Fallingwater selon Yukio Futagawa. Représenter l’intégration architecturale au paysage.

Entre 1935 et 1939, Frank Lloyd Wright conçoit la Fallingwater House, une maison de séjour pour la famille d’Edgar J. Kaufmann à Mill Run (PA). Elle s’inscrit dans une phase de son travail qui se penche sur l’architecture domestique intégrée au paysage local.
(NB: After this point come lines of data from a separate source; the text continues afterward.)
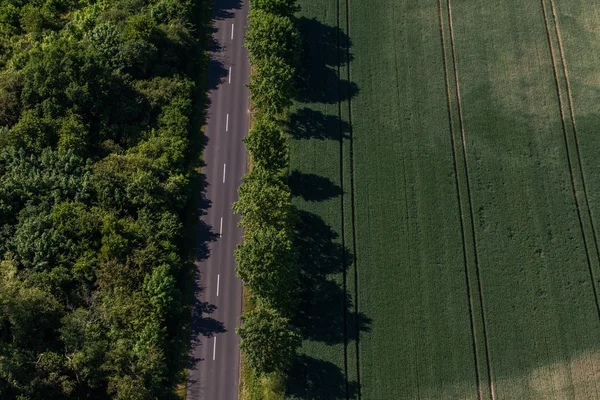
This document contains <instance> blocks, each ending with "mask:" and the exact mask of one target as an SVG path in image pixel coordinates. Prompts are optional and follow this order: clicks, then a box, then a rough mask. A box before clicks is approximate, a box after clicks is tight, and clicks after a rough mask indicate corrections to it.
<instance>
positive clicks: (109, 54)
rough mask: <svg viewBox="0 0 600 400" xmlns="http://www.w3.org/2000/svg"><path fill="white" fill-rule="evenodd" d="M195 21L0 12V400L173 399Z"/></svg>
mask: <svg viewBox="0 0 600 400" xmlns="http://www.w3.org/2000/svg"><path fill="white" fill-rule="evenodd" d="M192 11H193V4H192V2H191V1H189V0H187V1H173V0H158V1H156V0H152V1H149V2H146V1H137V0H109V1H101V2H97V1H92V0H33V1H21V0H0V397H2V398H10V399H32V400H33V399H50V400H54V399H61V400H62V399H67V400H69V399H79V398H94V399H108V398H115V399H127V400H129V399H157V398H158V399H172V398H173V397H174V383H175V378H174V376H175V374H177V372H178V371H176V370H174V369H175V368H170V365H171V364H170V363H171V362H172V361H171V360H169V359H168V356H167V354H169V352H170V351H171V347H172V346H173V345H174V344H173V341H174V340H175V339H173V338H174V337H176V335H175V334H174V333H175V332H174V330H175V329H176V325H177V323H178V319H179V318H180V317H181V311H180V309H181V307H178V305H179V303H180V302H181V299H182V295H181V293H180V292H179V287H180V286H181V282H178V280H177V277H178V276H179V275H180V272H181V270H182V268H183V262H182V260H181V257H180V254H181V252H182V250H181V248H180V244H181V242H182V240H181V236H182V223H181V218H182V211H183V210H184V206H185V203H186V200H187V197H186V193H187V191H188V182H189V177H188V169H189V166H188V165H187V159H188V156H189V154H188V153H189V146H188V144H189V133H190V116H191V115H192V93H193V90H194V83H193V81H192V80H191V79H190V77H189V76H187V75H186V73H188V72H189V71H193V70H194V67H195V66H196V65H195V62H196V61H197V60H199V59H200V58H199V57H198V55H199V53H200V52H201V51H202V50H203V49H202V48H201V46H200V44H199V43H197V40H196V36H195V34H194V32H195V29H196V27H195V26H194V25H193V21H194V20H196V19H197V16H195V15H194V14H193V13H192ZM171 369H173V370H171Z"/></svg>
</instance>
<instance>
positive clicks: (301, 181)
mask: <svg viewBox="0 0 600 400" xmlns="http://www.w3.org/2000/svg"><path fill="white" fill-rule="evenodd" d="M288 184H289V186H290V190H291V191H292V196H295V197H302V198H303V199H304V200H306V201H325V200H327V199H331V198H332V197H337V196H339V195H340V194H342V189H341V188H340V187H339V186H338V185H336V184H335V183H333V182H331V180H329V179H327V178H324V177H322V176H319V175H315V174H305V173H302V172H300V171H298V170H294V171H293V172H292V173H291V174H290V176H289V177H288Z"/></svg>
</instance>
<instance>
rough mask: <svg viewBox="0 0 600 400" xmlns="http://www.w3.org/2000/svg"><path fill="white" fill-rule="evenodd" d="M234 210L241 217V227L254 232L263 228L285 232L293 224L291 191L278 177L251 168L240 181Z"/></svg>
mask: <svg viewBox="0 0 600 400" xmlns="http://www.w3.org/2000/svg"><path fill="white" fill-rule="evenodd" d="M242 182H243V183H242V185H241V186H240V188H239V200H238V201H236V202H235V203H234V204H233V210H234V211H235V212H236V213H238V214H240V215H241V216H242V221H241V223H240V224H241V226H242V227H244V228H245V229H246V230H247V231H254V230H257V229H259V228H261V227H264V226H267V225H269V226H275V227H279V228H281V229H283V228H286V227H288V226H289V225H290V223H291V222H292V221H293V217H292V212H293V209H292V202H291V198H290V197H291V195H290V189H289V187H288V186H287V184H286V183H285V182H284V181H283V179H282V177H281V176H278V175H276V174H275V173H273V172H271V171H269V170H266V169H261V168H258V167H256V168H253V169H252V171H251V172H250V173H248V174H246V176H244V178H243V180H242Z"/></svg>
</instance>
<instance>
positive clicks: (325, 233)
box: [286, 17, 371, 400]
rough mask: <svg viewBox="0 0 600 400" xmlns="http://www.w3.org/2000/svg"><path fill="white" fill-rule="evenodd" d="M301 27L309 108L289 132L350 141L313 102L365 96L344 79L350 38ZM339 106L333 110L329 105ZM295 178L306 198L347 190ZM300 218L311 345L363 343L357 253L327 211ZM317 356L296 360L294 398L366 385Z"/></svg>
mask: <svg viewBox="0 0 600 400" xmlns="http://www.w3.org/2000/svg"><path fill="white" fill-rule="evenodd" d="M296 25H297V27H298V29H299V31H300V32H301V34H302V37H303V48H302V55H301V63H300V64H301V66H300V69H299V70H298V72H297V79H296V89H297V95H296V101H297V102H298V103H305V104H306V106H305V107H299V108H297V109H296V110H295V112H293V113H292V115H291V116H290V118H289V122H288V132H289V134H290V136H291V137H292V138H293V139H294V140H298V141H299V140H320V141H325V140H332V141H336V142H337V141H339V143H340V146H346V145H347V144H348V143H349V140H351V139H352V138H351V134H350V133H351V127H350V124H349V123H348V122H346V121H344V120H343V119H342V118H341V116H340V115H339V113H338V112H335V114H334V115H331V114H329V115H327V114H324V113H323V112H321V111H320V110H319V109H323V108H324V107H322V106H317V107H315V108H316V109H315V108H313V105H314V104H315V103H316V104H321V105H323V104H339V105H340V108H339V109H337V110H341V109H342V108H341V107H342V103H343V102H347V101H349V100H350V99H351V98H352V97H354V96H356V95H357V94H358V91H359V90H358V87H357V85H356V84H355V83H353V82H349V81H348V79H344V78H343V77H342V76H340V73H345V71H346V70H345V69H344V70H342V69H341V68H342V67H343V66H345V65H347V64H348V63H349V62H350V61H351V60H352V59H353V56H352V54H351V53H350V46H351V43H350V39H349V38H348V36H347V35H346V34H345V33H344V32H343V31H342V30H340V29H339V28H338V27H335V26H328V25H326V24H323V23H322V22H320V21H318V20H317V19H314V18H312V19H310V18H304V17H301V18H297V19H296ZM309 104H310V105H309ZM343 107H346V105H344V106H343ZM334 108H335V107H327V109H329V110H334ZM337 110H336V111H337ZM336 156H337V155H336ZM340 168H342V164H341V161H340ZM288 183H289V186H290V189H291V192H292V196H293V197H296V198H301V199H303V201H304V202H312V203H316V202H326V201H328V200H334V199H335V200H334V201H335V202H338V201H341V200H342V199H341V196H342V194H343V193H344V192H345V190H344V188H342V187H340V186H339V184H336V183H334V182H333V181H332V180H331V179H330V178H329V177H326V176H321V175H319V174H315V173H312V171H311V170H308V169H307V170H304V169H302V168H300V169H294V170H292V171H291V173H290V175H289V180H288ZM302 203H303V202H302V201H301V202H300V203H299V204H302ZM304 204H305V203H304ZM337 204H339V202H338V203H337ZM297 217H298V219H297V221H298V222H297V226H296V232H295V239H294V247H295V249H296V250H297V252H298V254H299V263H298V264H299V275H300V277H299V281H300V284H299V287H300V293H299V306H298V311H297V313H296V314H295V315H294V316H293V317H292V324H293V325H294V326H295V327H296V328H297V329H298V331H299V332H300V334H301V335H302V338H303V340H304V341H305V342H317V343H322V344H323V345H326V346H336V348H339V349H340V351H343V350H342V349H343V347H344V346H349V343H350V342H355V343H356V342H357V341H358V335H359V334H360V333H361V332H369V330H370V324H371V320H370V318H368V317H367V316H366V315H364V314H363V313H358V314H357V313H356V312H355V308H354V304H353V297H354V296H352V295H351V293H350V292H349V291H348V290H347V288H346V283H345V282H346V277H347V276H346V275H347V273H348V269H349V268H350V267H351V266H352V262H353V255H352V254H351V253H350V251H349V250H348V249H347V248H345V247H344V245H343V244H342V240H341V239H342V238H341V237H340V233H339V232H336V231H334V229H332V227H331V226H329V225H328V224H327V223H326V222H325V220H324V219H323V218H322V217H321V216H319V215H317V214H314V213H311V212H308V211H306V210H301V209H299V210H297ZM312 356H314V357H312ZM318 357H319V356H318V354H310V355H308V354H301V355H299V356H298V358H297V359H296V360H295V362H294V363H293V365H292V366H291V367H290V369H289V370H288V373H287V379H286V395H287V396H288V398H293V399H315V400H317V399H323V400H325V399H328V400H329V399H331V400H336V399H340V400H341V399H348V398H356V396H357V395H358V393H359V383H358V382H355V381H349V379H348V376H347V373H348V371H345V370H344V366H343V365H338V364H336V363H334V362H330V361H328V360H325V359H319V358H318ZM353 364H354V363H353Z"/></svg>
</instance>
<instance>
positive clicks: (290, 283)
mask: <svg viewBox="0 0 600 400" xmlns="http://www.w3.org/2000/svg"><path fill="white" fill-rule="evenodd" d="M235 259H236V262H237V268H236V272H237V275H238V277H239V278H240V279H242V281H243V282H244V284H245V285H246V286H248V287H249V288H250V290H251V293H252V294H253V295H254V296H256V297H257V298H258V299H259V301H260V302H263V303H265V304H266V305H267V306H270V307H274V308H276V309H278V310H283V311H286V312H289V311H291V309H292V305H293V304H294V303H295V301H296V294H297V287H298V282H297V268H296V257H295V254H294V250H293V245H292V239H291V237H290V233H289V231H288V230H285V229H284V230H280V229H277V228H274V227H272V226H266V227H263V228H261V229H259V230H257V231H253V232H251V233H250V235H249V237H247V238H246V240H244V242H243V243H242V244H240V245H239V246H238V248H237V250H236V251H235Z"/></svg>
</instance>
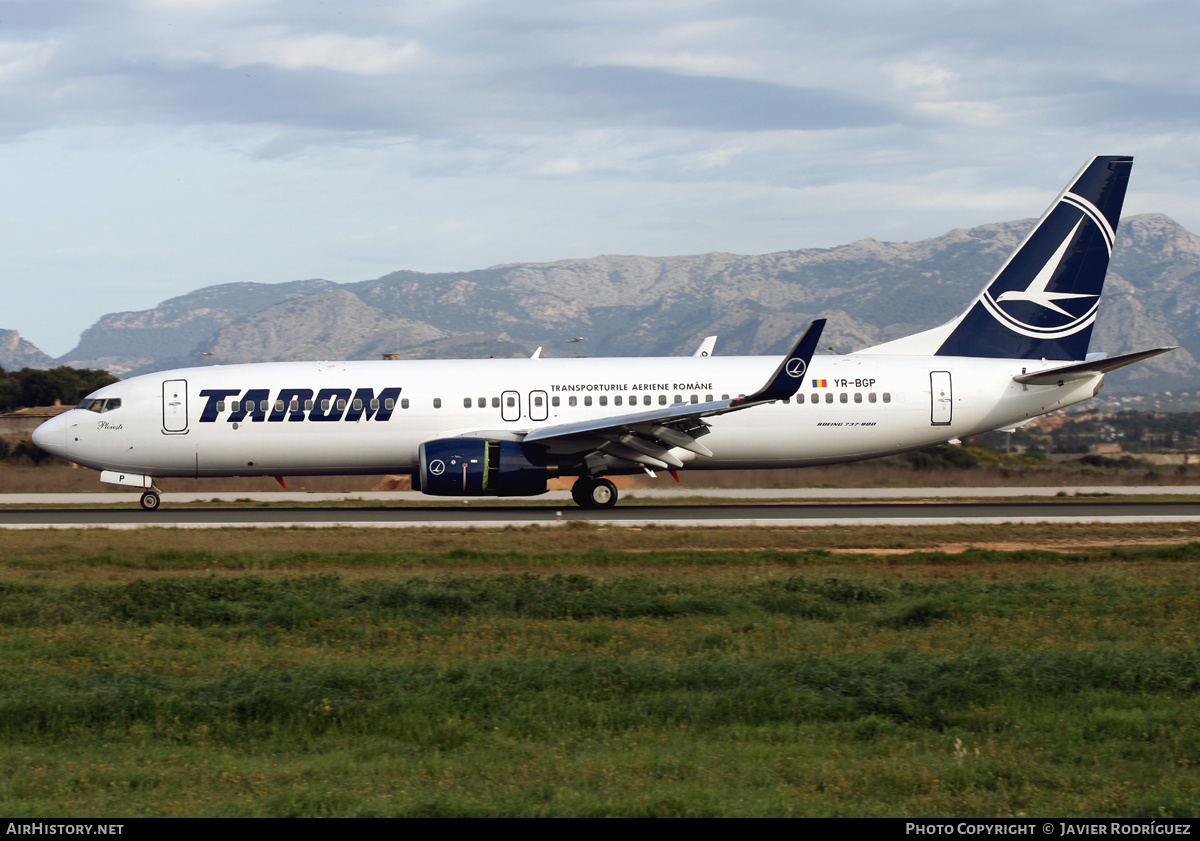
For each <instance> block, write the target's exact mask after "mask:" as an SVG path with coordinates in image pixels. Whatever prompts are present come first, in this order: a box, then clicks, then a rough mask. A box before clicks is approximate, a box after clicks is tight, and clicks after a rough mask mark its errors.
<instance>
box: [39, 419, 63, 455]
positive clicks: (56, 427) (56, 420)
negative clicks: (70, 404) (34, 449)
mask: <svg viewBox="0 0 1200 841" xmlns="http://www.w3.org/2000/svg"><path fill="white" fill-rule="evenodd" d="M34 444H36V445H37V446H38V447H40V449H42V450H44V451H46V452H48V453H50V455H52V456H58V457H59V458H66V457H67V421H66V419H65V418H64V416H62V415H59V416H58V418H52V419H50V420H48V421H46V422H44V423H42V425H41V426H40V427H37V428H36V429H34Z"/></svg>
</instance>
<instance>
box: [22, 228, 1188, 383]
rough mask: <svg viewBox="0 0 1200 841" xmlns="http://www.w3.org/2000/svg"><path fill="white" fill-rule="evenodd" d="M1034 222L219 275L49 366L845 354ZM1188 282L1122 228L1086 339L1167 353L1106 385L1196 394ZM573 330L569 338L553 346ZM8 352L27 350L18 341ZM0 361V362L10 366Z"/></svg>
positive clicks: (919, 327) (944, 285) (962, 282)
mask: <svg viewBox="0 0 1200 841" xmlns="http://www.w3.org/2000/svg"><path fill="white" fill-rule="evenodd" d="M1032 223H1033V221H1032V220H1024V221H1019V222H1003V223H996V224H986V226H980V227H978V228H971V229H958V230H952V232H949V233H947V234H944V235H942V236H937V238H934V239H930V240H924V241H920V242H881V241H877V240H874V239H866V240H860V241H858V242H853V244H850V245H845V246H839V247H835V248H806V250H799V251H786V252H780V253H775V254H763V256H739V254H726V253H710V254H701V256H696V257H658V258H650V257H616V256H608V257H595V258H592V259H575V260H559V262H556V263H544V264H532V263H522V264H512V265H500V266H493V268H491V269H482V270H476V271H463V272H444V274H421V272H414V271H397V272H394V274H390V275H385V276H384V277H380V278H378V280H373V281H362V282H358V283H334V282H331V281H323V280H311V281H294V282H290V283H276V284H266V283H226V284H220V286H214V287H208V288H204V289H199V290H197V292H193V293H190V294H187V295H182V296H179V298H174V299H170V300H168V301H164V302H162V304H160V305H158V306H157V307H155V308H152V310H144V311H140V312H122V313H112V314H109V316H104V317H103V318H101V319H100V320H98V322H97V323H96V324H95V325H92V326H91V328H89V329H88V330H86V331H85V332H84V335H83V336H82V338H80V341H79V344H78V347H76V348H74V349H73V350H71V352H70V353H68V354H66V355H65V356H62V358H61V359H59V360H56V361H54V362H49V364H59V365H72V366H76V367H100V368H108V370H109V371H112V372H114V373H118V374H120V376H125V374H134V373H144V372H150V371H158V370H164V368H172V367H181V366H188V365H204V364H206V362H217V364H232V362H248V361H268V360H299V359H314V360H319V359H378V358H379V355H380V354H385V353H394V354H400V355H401V356H402V358H406V359H432V358H479V356H523V355H529V354H530V353H532V352H533V350H534V348H536V347H539V346H541V347H544V348H545V349H544V355H545V356H569V355H572V354H574V353H575V348H576V347H577V348H580V349H581V350H580V353H582V354H586V355H592V356H604V355H617V356H643V355H672V354H690V353H691V352H692V350H694V349H695V347H696V346H697V344H698V343H700V342H701V340H702V338H703V337H704V336H708V335H713V334H716V335H718V336H719V337H720V338H719V341H718V344H716V353H719V354H722V355H736V354H770V353H784V352H785V350H786V349H787V346H788V341H790V340H791V338H793V337H794V336H796V332H797V331H798V330H799V329H800V328H802V326H803V325H804V324H805V323H806V322H808V320H809V319H811V318H815V317H818V316H821V317H824V318H827V319H829V323H828V326H827V329H826V334H824V337H823V340H822V343H823V344H826V346H829V347H833V348H834V349H835V350H838V352H848V350H854V349H858V348H863V347H868V346H870V344H876V343H880V342H883V341H887V340H890V338H896V337H899V336H904V335H907V334H911V332H916V331H918V330H923V329H926V328H930V326H934V325H936V324H940V323H942V322H944V320H947V319H949V318H953V317H954V316H955V314H958V313H959V312H960V311H961V310H962V308H964V307H965V306H966V304H967V302H968V301H970V300H971V299H972V298H973V296H974V295H976V294H978V292H979V289H980V288H983V286H984V284H985V283H986V281H988V280H989V277H991V275H992V274H994V272H995V271H996V270H997V269H998V268H1000V265H1001V263H1002V262H1003V259H1004V258H1006V257H1007V256H1008V253H1009V252H1010V251H1012V250H1013V248H1014V247H1015V246H1016V245H1018V242H1019V241H1020V240H1021V238H1022V236H1024V235H1025V234H1026V233H1027V232H1028V229H1030V228H1031V227H1032ZM1198 281H1200V238H1198V236H1196V235H1194V234H1192V233H1190V232H1188V230H1186V229H1184V228H1183V227H1181V226H1180V224H1178V223H1176V222H1174V221H1172V220H1170V218H1168V217H1166V216H1162V215H1157V214H1148V215H1142V216H1132V217H1128V218H1126V220H1123V221H1122V223H1121V227H1120V234H1118V238H1117V246H1116V250H1115V253H1114V259H1112V263H1111V266H1110V270H1109V277H1108V282H1106V286H1105V299H1104V304H1103V305H1102V307H1100V317H1099V319H1098V322H1097V326H1096V331H1094V334H1093V338H1092V349H1093V350H1106V352H1109V353H1112V354H1116V353H1123V352H1129V350H1138V349H1144V348H1150V347H1158V346H1164V344H1178V346H1181V348H1180V350H1176V352H1175V353H1172V354H1166V355H1165V356H1160V358H1157V359H1154V360H1152V361H1150V362H1146V364H1144V365H1139V366H1135V367H1133V368H1128V370H1126V371H1124V372H1122V374H1120V376H1115V377H1114V378H1111V383H1110V385H1109V386H1106V388H1109V389H1114V390H1117V391H1156V390H1171V389H1175V390H1189V389H1196V388H1200V364H1198V361H1196V359H1198V358H1200V318H1198V314H1200V282H1198ZM8 336H12V337H13V340H12V341H7V340H5V337H8ZM575 336H582V337H584V341H583V342H581V343H578V344H577V346H576V344H569V343H568V342H566V340H569V338H572V337H575ZM0 341H5V342H6V343H5V344H4V349H5V350H7V352H8V353H18V352H17V350H16V348H18V347H24V346H28V343H24V344H22V340H19V337H17V336H16V334H14V332H12V331H7V332H0ZM10 346H11V347H12V349H10ZM29 348H30V349H32V352H34V353H35V355H36V353H40V352H36V348H32V346H29ZM19 353H24V354H26V356H24V359H29V360H34V359H35V355H28V354H29V353H30V350H29V349H25V350H20V352H19ZM42 356H44V354H42ZM8 359H12V358H11V356H4V358H0V365H4V366H5V367H11V364H10V362H8V361H5V360H8ZM43 364H47V361H46V360H42V361H38V362H37V364H36V365H35V364H32V362H24V364H22V365H30V366H31V367H41V366H42V365H43ZM17 367H20V365H18V366H17Z"/></svg>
Cinquante ans plus tard, Yukio Futagawa en propose l’interprétation photographique.

Fig. 1. Yukio Futagawa, House and Bear Run, Fallingwater, 1986, tirage gélatino-argentique. ©Yukio Futagawa. 
Source : Galerie Taka Ishii

Yukio Futagawa est un photographe de l’architecture1.  En 1985, il publie un ouvrage en 12 volumes sur l’ensemble de l’oeuvre architecturale de Frank Lloyd Wright2. « House and Bear Run, Fallingwater » (fig. 1) est une photographie qui ne figure pas dans la monographie Frank Lloyd Wright 1924-1936, mais elle fait partie du corpus relié à la publication. 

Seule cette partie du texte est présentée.